The pubmed data can be loaded in using pubmed_data_loader.py. The data loader requires a path to be specified when called.

Example

[zhills@gpu04 Citation-Galaxies]$ nohup python -u pubmed_data_loader.py /Pubmed/non-commercial/ &

It is important to make sure that the path points to either the commercial or non-commercial folder in the pubmed dataset. These folders exist in the bulk download of Pubmed. The nohup will ensure you can close the terminal and it will keep running. The & at the end flushes the output buffers to ensure the print functions and errors are being put into the nohup.out file. You can track the progress of the script in the nohup.out file.

Database Breakdown

User Tables

It is important to note that the user id is constantly used with the snapshot logs and the user rules. The user id is stored in their session and is readily available in any api call through req.session.userId. The user passwords are encrypted using bcrypt it is extremely important not to change that. The tables that store the user's work is named after the user's id. For example, if Arthur's id is 3 his table would be user_temp_table_3.

Pubmed Tables

The arrangement of the data in the tables is for a specific purpose of reducing overhead for calculations. The search query heavily relies on analyzing the data residing in the pubmed_text tables. By moving all of the pubmed_meta and pubmed_data into their own tables it requires significantly less overhead for the searches. The meta info is used specifically in the paper view page for filtering papers and displaying the meta information in the paper overlay. Furthermore, by separating the meta from the other data it is much easier to accomplish the task of filtering the papers and getting specific meta information with much less overhead. Lastly, the one caveat is when exporting the data everything has to be joined together and prepped to be downloaded. The way the database is currently setup it hinders the download process. One thing to look into in the future is some way of alleviating the overhead caused by exporting the data. The data is separated into year specific tables for the ability to use parallel processing to achieve better performance for the queries. I would highly recommend keeping the data separated into years.

Erudit Tables

The arrangement of the erudit data follows the exact same layout as Pubmed. Erudit does not need to be separated this way; however, it was done to ensure consistency between the two sets of data. If their is time the backend could be refactored to support erudit in a different database schema, although I am not sure what the benefit of that would be.

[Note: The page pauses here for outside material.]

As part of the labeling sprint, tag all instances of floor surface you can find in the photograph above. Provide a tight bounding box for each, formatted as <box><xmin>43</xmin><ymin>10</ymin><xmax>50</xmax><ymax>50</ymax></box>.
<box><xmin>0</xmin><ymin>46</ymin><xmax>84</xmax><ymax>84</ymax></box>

Common Developer Questions

How do I load new pubmed data in?

The first task is to create three new tables in the database: pubmed_meta_2021, pubmed_text_2021, pubmed_data_2021. The next step is to use the pubmed_data_loader.py and pass the directory that contains the new data in it. After the data has loaded in delete any records that don't have citations in it.

delete from pubmed_text_2021 where citations_full_text_sentences is null;

Next go to statics.js and change the max_year.

//statics.js
const STATICS = {
    YEAR_SPAN = { min_year: 2003, max_year: 2020 },
};

Your new data is now available to be analyzed by users!

How do I add new code to the frontend?

Due to Citation Galaxy having 3 separate major version the front end has had a lot of code changed/altered/removed or added. Currently, newfront.js is your safe haven to avoid the legacy code. Add your new code to newfront.js and initialize or add your hooks in the function setupEventHandlers().

Where is the session data stored?

The session data is stored on the Postgres database. The application was developed for horizontal scaling in mind in order for this project to actually have a full scale deployment utilizing technology like AWS. Therefore, the session data must be stored in the database in order to be sync to all of the node applications in the horizontal axis. In the current deployment at the university there is 4 node.js apps running for this project.

What information resides within the user session?

The session currently contains the user's session.id which is their unique session id, their email, their user id in the database, and their socketId which is responsible for two way communication with the client. Any information about the user that is needed application wide can be stored in the session data. However, you want the session data to be lightweight, so please do not put large arrays of data in the session.

What is the purpose of using Socket.IO?

Due to the amount of time some of the analytics takes to process progress bars are an essential. There is no way to send multiple messages through https requests in a non cumbersome or verbose way. This is where socket.IO shines. Each client has its own socketId that is generated when they log in. That socketId is one's gateway to sending information to the user. Currently, there is one channel setup for communication between the user and the server and that channel is "progress". If more information needs to be shared between the user and the server one could generate a new channel to send information through. The SocketManager is responsible for all socket based communications which is located in socketManager.js.